Domain 2 of uPAR regulates single-chain urokinase-mediated angiogenesis through β1-integrin and VEGFR2.

Pubmed ID: 23709605

Pubmed Central ID: PMC3742872

Journal: American journal of physiology. Heart and circulatory physiology

Publication Date: Aug. 1, 2013

Affiliation: Division of Hematology and Oncology, Department of Medicine, Case Western Reserve University, Cleveland, OH 44106, USA.

MeSH Terms: Humans, Cell Proliferation, Cells, Cultured, Extracellular Signal-Regulated MAP Kinases, Phosphorylation, Proto-Oncogene Proteins c-akt, Animals, Time Factors, Carrier Proteins, Signal Transduction, Endothelial Cells, Mice, Neovascularization, Physiologic, Transfection, Mice, Knockout, Binding Sites, Kininogen, High-Molecular-Weight, Models, Molecular, Protein Kinase Inhibitors, Protein Structure, Tertiary, RNA Interference, Receptors, Urokinase Plasminogen Activator, Tissue Culture Techniques, Urokinase-Type Plasminogen Activator, Vascular Endothelial Growth Factor Receptor-2, Integrin beta1

Grants: HD-057355, HL-052775-18, HL-090697, HL-112666A, NS-064447, P30 CA016520

Authors: Mahdi F, Schmaier AH, Larusch GA, Merkulova A, Shariat-Madar Z, Sitrin RG, Cines DB

Cite As: Larusch GA, Merkulova A, Mahdi F, Shariat-Madar Z, Sitrin RG, Cines DB, Schmaier AH. Domain 2 of uPAR regulates single-chain urokinase-mediated angiogenesis through β1-integrin and VEGFR2. Am J Physiol Heart Circ Physiol 2013 Aug 1;305(3):H305-20. Epub 2013 May 24.

Studies:

Abstract

How single-chain urokinase (ScuPA) mediates angiogenesis is incompletely understood.
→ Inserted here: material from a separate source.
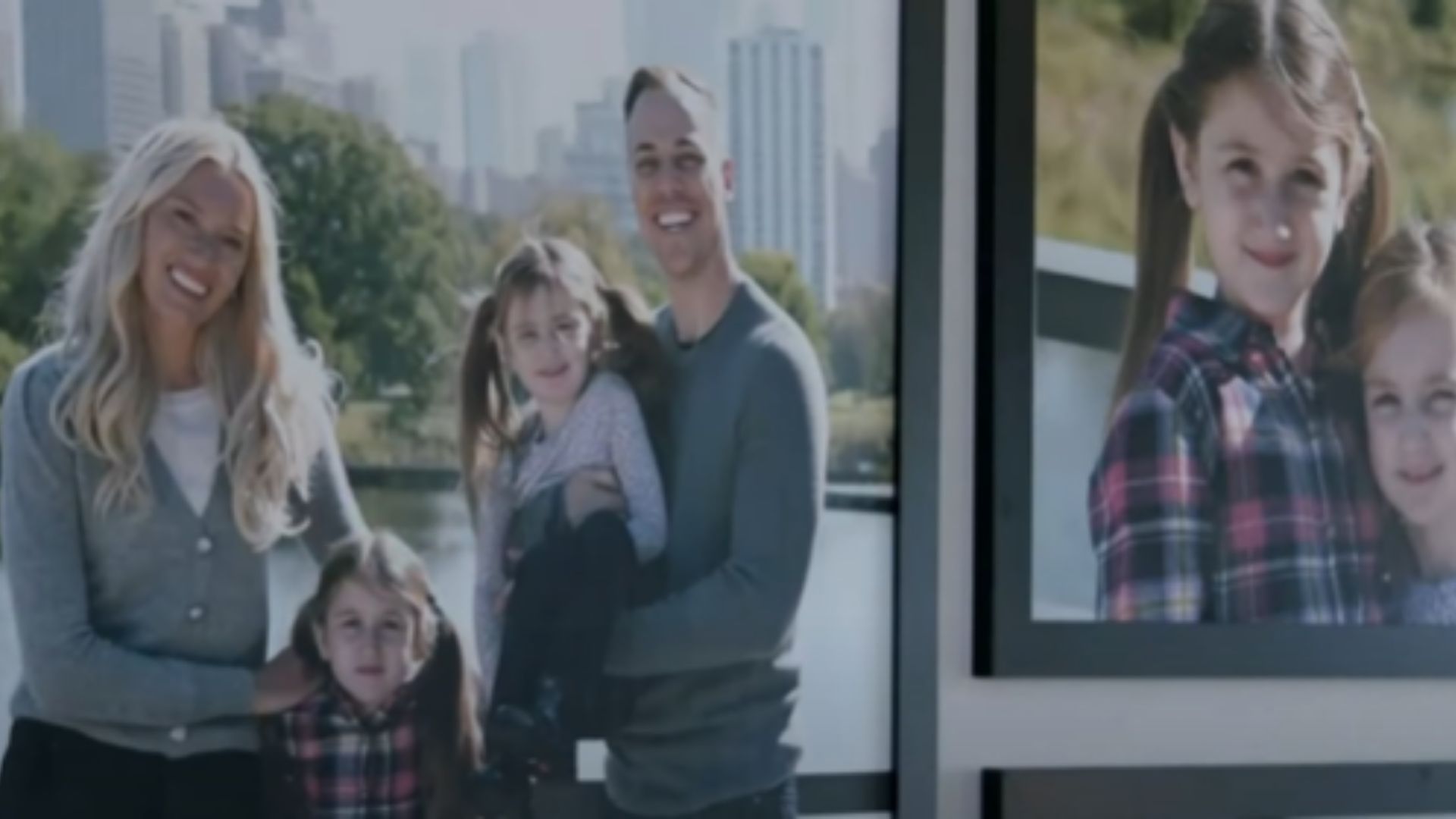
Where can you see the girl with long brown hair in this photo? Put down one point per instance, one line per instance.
(557, 372)
(1229, 490)
(394, 729)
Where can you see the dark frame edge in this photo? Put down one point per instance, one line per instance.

ScuPA (≥4 nM) induces phosphorylated (p)ERK1/2 (MAPK44 and MAPK42) and pAkt (Ser(473)) in umbilical vein and dermal microvascular endothelial cells. Activation of pERK1/2 by ScuPA is blocked by PD-98059 or U-0126, and pAkt (Ser(473)) activation is inhibited by wortmannin or LY-294002. ScuPA (32 nM) or protease-inhibited two-chain urokinase stimulates pERK1/2 to the same extent, indicating that signaling is not dependent on enzymatic activity. ScuPA induces pERK1/2, but not pAkt (Ser(473)), in SIN1(-/-) cells, indicating that the two pathways are not identical. Peptides from domain 2 of the urokinase plasminogen activator receptor (uPAR) or domain 5 of high-molecular-weight kininogen compete with ScuPA for the induction of pERK1/2 and pAkt (Ser(473)). A peptide of the integrin-binding site on uPAR, a β1-integrin peptide that binds uPAR, antibody 6S6 to β1-integrin, tyrosine kinase inhibitors AG-1478 or PP3, and small interfering RNA knockdown of VEFG receptor 2, but not HER1-HER4, blocked ScuPA-induced pERK1/2 and pAkt (Ser(473)). ScuPA-induced endothelial cell proliferation was blocked by inhibitors of pERK1/2 and pAkt (Ser(473)), antibody 6S6, and uPAR or kininogen peptides. ScuPA initiated aortic sprouts and Matrigel plug angiogenesis in normal, but not uPAR-deficient, mouse aortae or mice, respectively, but these were blocked by PD-98059, LY-294002, AG-1478, or cleaved high-molecular-weight kininogen. In summary, this investigation indicates a novel, a nonproteolytic signaling pathway initiated by zymogen ScuPA and mediated by domain 2 of uPAR, β1-integrins, and VEGF receptor 2 leading to angiogenesis. Kininogens or peptides from it downregulate this pathway.